When the house quieted down at midnight, and the neighbors stopped brushing aside the pastel curtains to witness the chaos of the children, Mr. Guillory saw Belt on the news. The anchor motioned to a thin hole in the dirt basement of Belt’s house- every dig done by hand. Belt’s father owned a store on the South Side, and her mother cried so hard that she smiled. Necklace told him, after she passed out the bottom shelf vodka, that they put the scars and burns on Belt, places he’d never want to see. Mr. Guillory’s youngest child, in the one moment of his father’s inattention, touched the clothing iron and couldn’t pick up anything for the rest of the week. That son’s spaghetti stains were now off the close walls, the dusty treadmill, the white carpet, and the low couch Mr.
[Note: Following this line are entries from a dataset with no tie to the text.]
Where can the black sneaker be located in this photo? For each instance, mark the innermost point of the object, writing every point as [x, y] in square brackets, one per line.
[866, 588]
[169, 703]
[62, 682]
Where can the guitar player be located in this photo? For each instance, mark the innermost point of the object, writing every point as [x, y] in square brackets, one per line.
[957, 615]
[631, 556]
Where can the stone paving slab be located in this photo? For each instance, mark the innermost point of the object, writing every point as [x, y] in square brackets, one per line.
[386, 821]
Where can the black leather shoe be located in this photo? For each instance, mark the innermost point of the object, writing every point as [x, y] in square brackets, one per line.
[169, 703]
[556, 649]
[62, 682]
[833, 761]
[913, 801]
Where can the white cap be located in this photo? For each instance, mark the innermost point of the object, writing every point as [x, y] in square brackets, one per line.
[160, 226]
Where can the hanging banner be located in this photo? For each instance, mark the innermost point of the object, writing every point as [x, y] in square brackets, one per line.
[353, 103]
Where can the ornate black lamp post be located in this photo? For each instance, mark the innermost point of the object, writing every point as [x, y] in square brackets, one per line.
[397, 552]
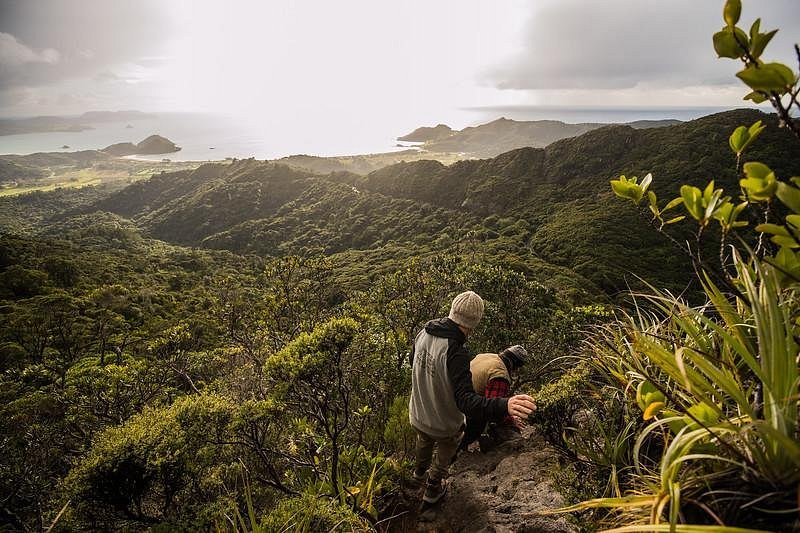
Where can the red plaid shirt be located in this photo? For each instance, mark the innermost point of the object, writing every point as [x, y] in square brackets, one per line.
[499, 388]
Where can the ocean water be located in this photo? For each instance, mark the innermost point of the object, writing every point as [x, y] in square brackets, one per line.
[211, 137]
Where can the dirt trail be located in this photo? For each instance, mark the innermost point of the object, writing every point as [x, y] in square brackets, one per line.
[500, 491]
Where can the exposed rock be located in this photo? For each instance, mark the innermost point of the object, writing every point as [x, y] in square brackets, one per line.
[503, 491]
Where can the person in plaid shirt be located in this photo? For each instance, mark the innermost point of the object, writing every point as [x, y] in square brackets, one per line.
[491, 378]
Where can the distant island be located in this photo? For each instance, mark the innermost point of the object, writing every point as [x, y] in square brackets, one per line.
[503, 134]
[155, 144]
[427, 134]
[47, 124]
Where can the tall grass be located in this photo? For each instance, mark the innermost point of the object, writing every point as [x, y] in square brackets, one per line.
[718, 385]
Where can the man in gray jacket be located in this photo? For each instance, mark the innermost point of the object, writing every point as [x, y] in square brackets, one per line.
[442, 393]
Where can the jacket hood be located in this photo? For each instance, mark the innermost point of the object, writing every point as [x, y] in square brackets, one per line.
[445, 328]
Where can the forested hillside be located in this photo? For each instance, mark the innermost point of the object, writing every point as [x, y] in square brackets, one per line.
[167, 350]
[532, 201]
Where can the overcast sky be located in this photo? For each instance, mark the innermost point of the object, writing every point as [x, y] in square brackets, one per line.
[418, 57]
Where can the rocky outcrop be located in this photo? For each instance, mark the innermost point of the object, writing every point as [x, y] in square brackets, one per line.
[503, 491]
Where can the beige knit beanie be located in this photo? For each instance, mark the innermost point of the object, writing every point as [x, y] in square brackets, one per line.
[467, 310]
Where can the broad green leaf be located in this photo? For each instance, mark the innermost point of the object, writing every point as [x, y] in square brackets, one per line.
[731, 12]
[651, 196]
[725, 43]
[793, 220]
[760, 42]
[769, 77]
[704, 413]
[708, 191]
[692, 201]
[756, 170]
[760, 182]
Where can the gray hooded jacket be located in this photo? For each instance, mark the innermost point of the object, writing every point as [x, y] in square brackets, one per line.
[441, 383]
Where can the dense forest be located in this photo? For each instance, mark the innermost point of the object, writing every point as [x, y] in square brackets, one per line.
[226, 347]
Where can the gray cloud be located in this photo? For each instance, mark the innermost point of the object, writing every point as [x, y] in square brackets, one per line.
[14, 53]
[617, 44]
[45, 42]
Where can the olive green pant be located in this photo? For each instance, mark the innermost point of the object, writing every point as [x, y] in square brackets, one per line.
[446, 448]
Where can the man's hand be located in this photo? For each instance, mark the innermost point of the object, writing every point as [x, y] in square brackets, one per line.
[521, 406]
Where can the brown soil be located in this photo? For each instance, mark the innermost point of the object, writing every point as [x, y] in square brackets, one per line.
[502, 491]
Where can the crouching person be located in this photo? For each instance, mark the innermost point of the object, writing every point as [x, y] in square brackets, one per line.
[491, 378]
[442, 393]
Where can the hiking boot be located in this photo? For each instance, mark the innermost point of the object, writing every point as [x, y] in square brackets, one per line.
[435, 491]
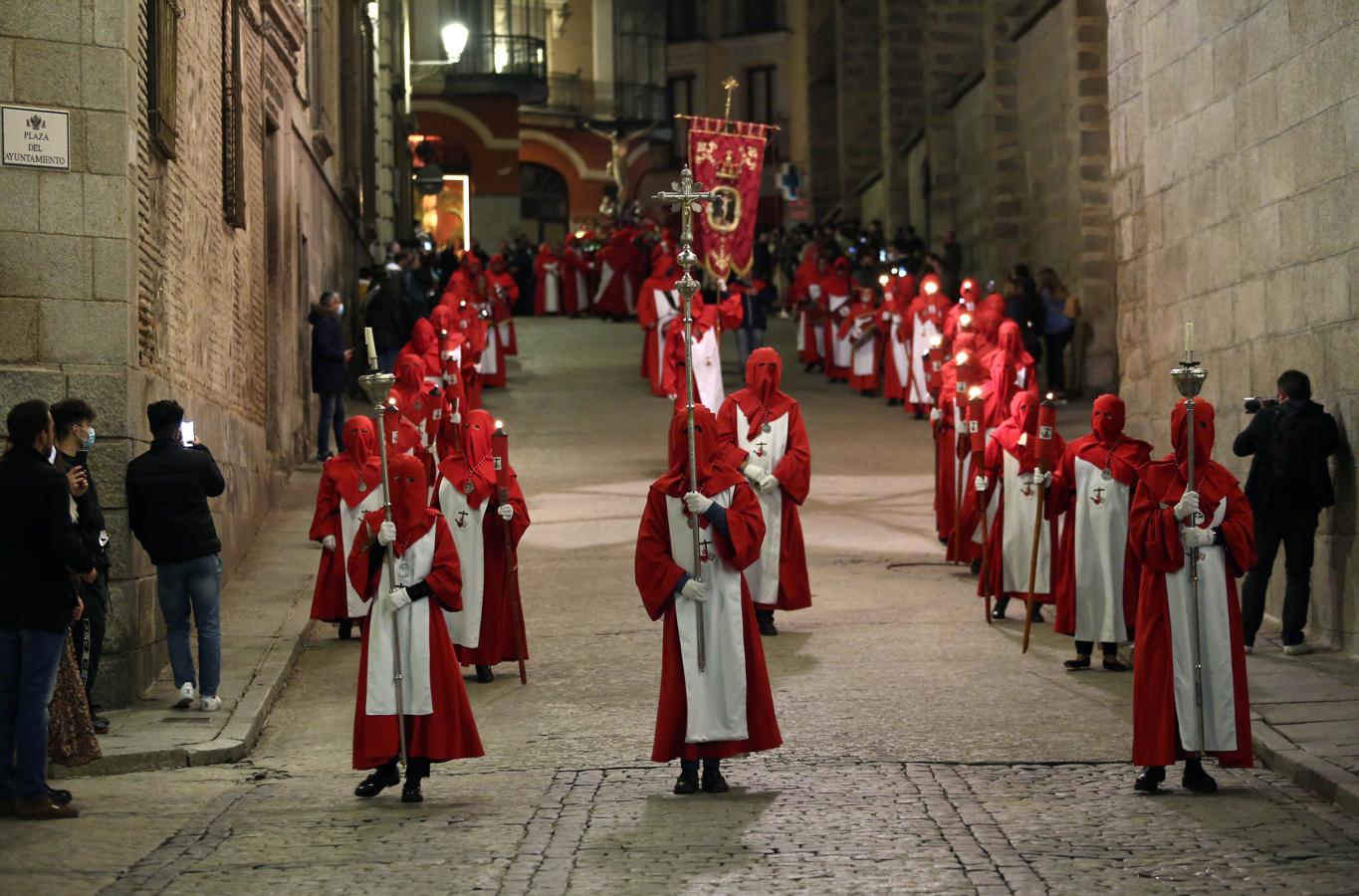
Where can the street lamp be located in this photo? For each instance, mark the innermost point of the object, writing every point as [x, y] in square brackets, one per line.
[454, 40]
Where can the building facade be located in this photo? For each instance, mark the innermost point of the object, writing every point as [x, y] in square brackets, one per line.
[223, 171]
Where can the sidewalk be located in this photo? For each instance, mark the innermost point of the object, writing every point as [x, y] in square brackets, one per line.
[265, 609]
[1305, 718]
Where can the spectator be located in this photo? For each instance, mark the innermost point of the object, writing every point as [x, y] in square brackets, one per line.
[1024, 308]
[328, 360]
[74, 426]
[1059, 326]
[167, 509]
[1288, 487]
[390, 317]
[40, 549]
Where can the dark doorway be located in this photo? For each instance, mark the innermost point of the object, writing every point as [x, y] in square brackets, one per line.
[546, 201]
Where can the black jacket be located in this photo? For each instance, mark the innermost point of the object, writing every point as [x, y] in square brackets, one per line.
[40, 547]
[1290, 443]
[327, 352]
[89, 513]
[167, 501]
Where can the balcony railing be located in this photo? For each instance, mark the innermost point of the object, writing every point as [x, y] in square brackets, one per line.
[577, 97]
Guillory sat on.

For once, he welcomed the anchor moving on to New Caveton, where the blonde newscaster monotoned about the shooting of Asli Breen by Officer Aaron Baak. Baak claimed Breen reached for his gun, everyone else claimed twelve shots into the black youth was excessive. Most of the witnesses, other minorities, were jailed for unrelated crimes. Before the indictment process even started, the community lined the streets, signs in their hands and gas masks in their pockets. The gang hounded Mr. Guillory about driving them there, because if ever an event called for bombs and bricks. He said he’d take them only with petitions and peace signs, prompting the only booing of the night.
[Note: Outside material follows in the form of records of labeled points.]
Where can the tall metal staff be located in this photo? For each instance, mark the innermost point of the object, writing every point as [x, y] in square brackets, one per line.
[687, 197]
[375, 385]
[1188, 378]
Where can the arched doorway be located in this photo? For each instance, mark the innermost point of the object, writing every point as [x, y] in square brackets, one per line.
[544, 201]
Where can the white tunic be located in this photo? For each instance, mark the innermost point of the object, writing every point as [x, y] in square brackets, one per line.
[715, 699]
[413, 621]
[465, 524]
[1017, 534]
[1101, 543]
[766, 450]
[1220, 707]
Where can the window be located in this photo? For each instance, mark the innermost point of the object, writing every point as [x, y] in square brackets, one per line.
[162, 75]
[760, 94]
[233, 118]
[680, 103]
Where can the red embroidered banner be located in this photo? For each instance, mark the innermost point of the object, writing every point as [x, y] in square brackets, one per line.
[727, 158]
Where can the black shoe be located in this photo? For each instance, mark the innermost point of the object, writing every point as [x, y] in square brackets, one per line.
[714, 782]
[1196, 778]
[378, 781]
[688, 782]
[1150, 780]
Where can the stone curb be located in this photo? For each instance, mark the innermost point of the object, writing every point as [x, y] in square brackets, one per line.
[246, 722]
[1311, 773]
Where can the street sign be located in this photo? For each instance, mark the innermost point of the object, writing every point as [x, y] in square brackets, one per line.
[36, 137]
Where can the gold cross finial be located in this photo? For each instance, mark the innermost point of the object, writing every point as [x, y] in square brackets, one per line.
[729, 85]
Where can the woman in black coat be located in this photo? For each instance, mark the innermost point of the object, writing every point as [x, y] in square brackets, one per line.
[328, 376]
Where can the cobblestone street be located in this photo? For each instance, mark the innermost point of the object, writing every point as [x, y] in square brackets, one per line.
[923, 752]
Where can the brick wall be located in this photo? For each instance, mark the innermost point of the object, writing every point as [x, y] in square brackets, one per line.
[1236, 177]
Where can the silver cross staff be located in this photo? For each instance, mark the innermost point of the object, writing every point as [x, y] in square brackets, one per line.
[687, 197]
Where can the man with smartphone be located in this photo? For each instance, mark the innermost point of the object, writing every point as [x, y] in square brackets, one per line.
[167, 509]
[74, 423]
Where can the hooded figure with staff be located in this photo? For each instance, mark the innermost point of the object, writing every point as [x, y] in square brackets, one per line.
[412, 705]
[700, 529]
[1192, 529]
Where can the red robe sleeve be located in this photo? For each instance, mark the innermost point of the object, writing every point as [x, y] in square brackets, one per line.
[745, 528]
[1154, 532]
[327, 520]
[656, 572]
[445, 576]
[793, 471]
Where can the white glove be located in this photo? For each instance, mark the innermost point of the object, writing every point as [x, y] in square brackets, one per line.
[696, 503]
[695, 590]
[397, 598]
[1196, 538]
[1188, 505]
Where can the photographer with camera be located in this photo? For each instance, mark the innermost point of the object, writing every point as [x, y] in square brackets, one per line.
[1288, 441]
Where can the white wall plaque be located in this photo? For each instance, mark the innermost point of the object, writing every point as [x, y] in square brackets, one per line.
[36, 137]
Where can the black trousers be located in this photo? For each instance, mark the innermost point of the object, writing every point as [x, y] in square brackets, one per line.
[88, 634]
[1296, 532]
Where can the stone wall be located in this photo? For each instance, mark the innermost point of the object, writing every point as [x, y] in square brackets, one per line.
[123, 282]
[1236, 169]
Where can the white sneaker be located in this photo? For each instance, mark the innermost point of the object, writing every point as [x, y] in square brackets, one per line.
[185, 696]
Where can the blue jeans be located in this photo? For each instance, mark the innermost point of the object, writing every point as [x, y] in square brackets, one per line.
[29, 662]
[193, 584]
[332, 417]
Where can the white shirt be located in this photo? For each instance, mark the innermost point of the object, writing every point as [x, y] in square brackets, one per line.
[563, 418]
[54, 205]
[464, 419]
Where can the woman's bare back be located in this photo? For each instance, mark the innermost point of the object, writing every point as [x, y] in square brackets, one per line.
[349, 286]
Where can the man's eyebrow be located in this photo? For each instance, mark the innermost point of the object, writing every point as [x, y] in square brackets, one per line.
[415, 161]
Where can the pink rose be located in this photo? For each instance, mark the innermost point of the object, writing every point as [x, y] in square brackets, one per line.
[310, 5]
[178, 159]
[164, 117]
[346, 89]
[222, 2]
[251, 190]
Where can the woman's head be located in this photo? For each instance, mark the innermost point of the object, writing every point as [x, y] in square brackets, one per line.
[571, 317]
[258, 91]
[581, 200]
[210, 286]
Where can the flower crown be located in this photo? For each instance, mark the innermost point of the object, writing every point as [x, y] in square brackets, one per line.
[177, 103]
He broke his first window at age 10. Only a sliver on the glass, but enough to crack the matron and reel from her mouth a condemnation for the mother that worked 80 hours, the public enemy of child services, the spirit that hugged Mr. Guillory when he boiled the rice or grabbed the clothing iron with tiny fingers. He almost hit a thousand windows before the matron forged his signature and the well-suited men brought him to boot camp.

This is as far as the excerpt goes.